В «Кулуарах» было совсем пусто. Только за дальним столиком у окна развалился жирного вида господин, считал ворон и нервно поглядывал на часы. Андрей Николаевич и Муха сели на противоположном конце погребка, за отдельной ширмой. Муха по-свойски распоряжался, заказывал бутерброды для закуски и лимон. А Базанов, как и всегда, поражался про себя, как это Муху, при всем его высокомерном скупердяйстве погорелого скряги-дворянина, принимают как дорогого гостя в самых, казалось бы, неуместных питейных заведениях. Или он своей внушительной, ранней лысиной и крупными габаритами фигуры придает любой забегаловке солидный вид, или же его врожденная боярская самоуверенность создает нужный для этого эффект.
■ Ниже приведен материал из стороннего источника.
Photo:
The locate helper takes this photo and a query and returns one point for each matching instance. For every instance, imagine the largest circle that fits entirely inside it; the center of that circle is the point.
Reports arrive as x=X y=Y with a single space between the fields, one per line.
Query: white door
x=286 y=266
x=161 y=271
А только на столе уже были колбаса, и сыр, и грибки с луком, и лимон с воткнутой в каждую дольку отдельно зубочисткой. Приятели выпили тут же по пятьдесят, и Муха порешил, что пришло время начать допрос с пристрастием.
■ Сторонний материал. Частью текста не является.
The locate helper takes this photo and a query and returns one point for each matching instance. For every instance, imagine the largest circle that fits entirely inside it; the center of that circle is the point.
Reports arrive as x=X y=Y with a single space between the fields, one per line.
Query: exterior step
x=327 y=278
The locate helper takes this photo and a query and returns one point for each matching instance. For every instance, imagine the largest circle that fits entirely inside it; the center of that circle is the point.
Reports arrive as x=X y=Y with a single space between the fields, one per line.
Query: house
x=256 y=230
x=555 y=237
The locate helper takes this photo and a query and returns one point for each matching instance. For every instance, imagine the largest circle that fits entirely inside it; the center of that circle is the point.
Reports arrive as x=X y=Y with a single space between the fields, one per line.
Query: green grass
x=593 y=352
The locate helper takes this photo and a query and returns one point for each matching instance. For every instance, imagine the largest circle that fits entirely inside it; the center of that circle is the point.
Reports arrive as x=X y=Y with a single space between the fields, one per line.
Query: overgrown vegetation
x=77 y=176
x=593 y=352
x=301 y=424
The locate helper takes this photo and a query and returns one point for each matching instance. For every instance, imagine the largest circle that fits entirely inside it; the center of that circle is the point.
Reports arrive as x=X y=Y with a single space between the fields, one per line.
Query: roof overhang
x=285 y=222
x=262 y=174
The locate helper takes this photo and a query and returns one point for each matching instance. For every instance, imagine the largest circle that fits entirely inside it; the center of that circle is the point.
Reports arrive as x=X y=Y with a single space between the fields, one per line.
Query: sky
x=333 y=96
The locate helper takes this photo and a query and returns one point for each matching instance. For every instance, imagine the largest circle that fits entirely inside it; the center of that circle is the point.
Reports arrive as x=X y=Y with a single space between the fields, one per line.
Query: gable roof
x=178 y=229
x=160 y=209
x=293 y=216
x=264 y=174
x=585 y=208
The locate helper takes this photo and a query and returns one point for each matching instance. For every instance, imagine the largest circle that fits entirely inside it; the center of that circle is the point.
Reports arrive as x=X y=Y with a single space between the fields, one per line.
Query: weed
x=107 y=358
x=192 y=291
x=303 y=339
– Ты чего, клоун, устроил? Теперь два дня, не меньше, весь департамент кости нам перемывать будет, – ворчливо оповестил о своем недовольстве Муха, вторично разливая по пятьдесят с руки. – А на тебе и вправду лица нет.
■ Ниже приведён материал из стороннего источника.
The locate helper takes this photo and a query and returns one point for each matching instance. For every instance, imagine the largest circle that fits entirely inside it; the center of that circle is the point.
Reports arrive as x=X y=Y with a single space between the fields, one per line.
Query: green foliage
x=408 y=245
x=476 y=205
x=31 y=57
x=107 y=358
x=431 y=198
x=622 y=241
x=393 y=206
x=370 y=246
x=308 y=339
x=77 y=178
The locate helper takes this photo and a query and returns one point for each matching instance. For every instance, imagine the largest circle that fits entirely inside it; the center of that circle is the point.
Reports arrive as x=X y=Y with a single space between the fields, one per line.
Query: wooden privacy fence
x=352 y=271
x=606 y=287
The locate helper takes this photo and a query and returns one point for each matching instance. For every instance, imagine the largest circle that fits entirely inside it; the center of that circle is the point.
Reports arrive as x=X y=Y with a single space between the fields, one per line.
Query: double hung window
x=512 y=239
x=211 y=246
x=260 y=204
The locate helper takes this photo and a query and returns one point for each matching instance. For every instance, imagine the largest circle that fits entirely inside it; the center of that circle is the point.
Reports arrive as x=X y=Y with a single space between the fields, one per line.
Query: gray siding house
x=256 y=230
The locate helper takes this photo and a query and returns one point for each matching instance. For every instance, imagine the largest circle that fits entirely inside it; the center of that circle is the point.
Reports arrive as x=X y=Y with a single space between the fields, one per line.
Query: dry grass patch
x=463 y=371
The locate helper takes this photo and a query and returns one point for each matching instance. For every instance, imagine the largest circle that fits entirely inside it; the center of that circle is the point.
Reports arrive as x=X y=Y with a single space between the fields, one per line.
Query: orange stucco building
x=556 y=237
– Какое уж там лицо, – согласился с ним Базанов и тут же окончательно определил, что не станет выкладывать бедному Мухе всю правду. Муха-то как раз и поверил бы Базанову, да вот жалко Муху и не стоит впутывать, пока ничего не ясно. – Скажи, с тобой в жизни происходило когда-нибудь нечто сверхъестественное? Или противоестественное?

– Ну это, дорогой ты мой якут, вещи диаметрально разные. Противоестественное со мной происходит ежедневно. Когда мое начальство в лице уважаемой Алисы Казимировны пытается поиметь меня с разных сторон. Естественно было бы наоборот. Но и сверхъестественное тоже случалось. И не однажды.

– А что именно? Мне это важно знать, очень, – забеспокоился Базанов.

– Но всего я тебе не расскажу. Там и личное есть, и не твое дело. Но вот один случай, пожалуй. Мне тогда лет десять было. В пионерлагере, в Ольгинке. Это на Черном море. Пацаны, одним словом, что с нас взять. Лазали в тихий час по чужим садам-огородам, вишни воровали, помидоры, малину с кустов обдирали. Естественно, хозяева гонялись с подручными инструментами. И вот как-то драпали мы врассыпную кто куда. А там стройка, и незаконченная – шабашники, видимо, на перекур подались. Жарко. Кругом ни души. И небольшой котлован такой вырыт посреди, весь полный воды пополам с цементом. Хотел я на бегу его перепрыгнуть, да поскользнулся, там ведь везде мокрая глина была. И в середину аккурат и нырнул. И выбраться не могу, края скользкие, уцепиться не за что. И цемент вязкий, тянет на дно, а там глубоко, метра два. Минут десять побарахтался я да и ушел с головой. Задыхаюсь, плачу про себя и понимаю, что это конец. Страшно и безнадежно так стало, что пожелал я в тот миг уж поскорей утонуть, чтоб не мучиться. И только подумал, как чья-то рука – хвать за майку! И потянула. Да так резко, словно репку, меня из того котлована выдернула. Только вылетел я на белый свет, распластался на пузе, плююсь этой водой да цемент из ноздрей выковыриваю, а кругом никого. Пусто. Хоть прошло, может, одно мгновение с той поры, как меня выловили да я огляделся. За это время и до забора не добежать, не то что спрятаться.

– И кто же это оказался, в конце концов? – спросил с замирающим сердцем Базанов.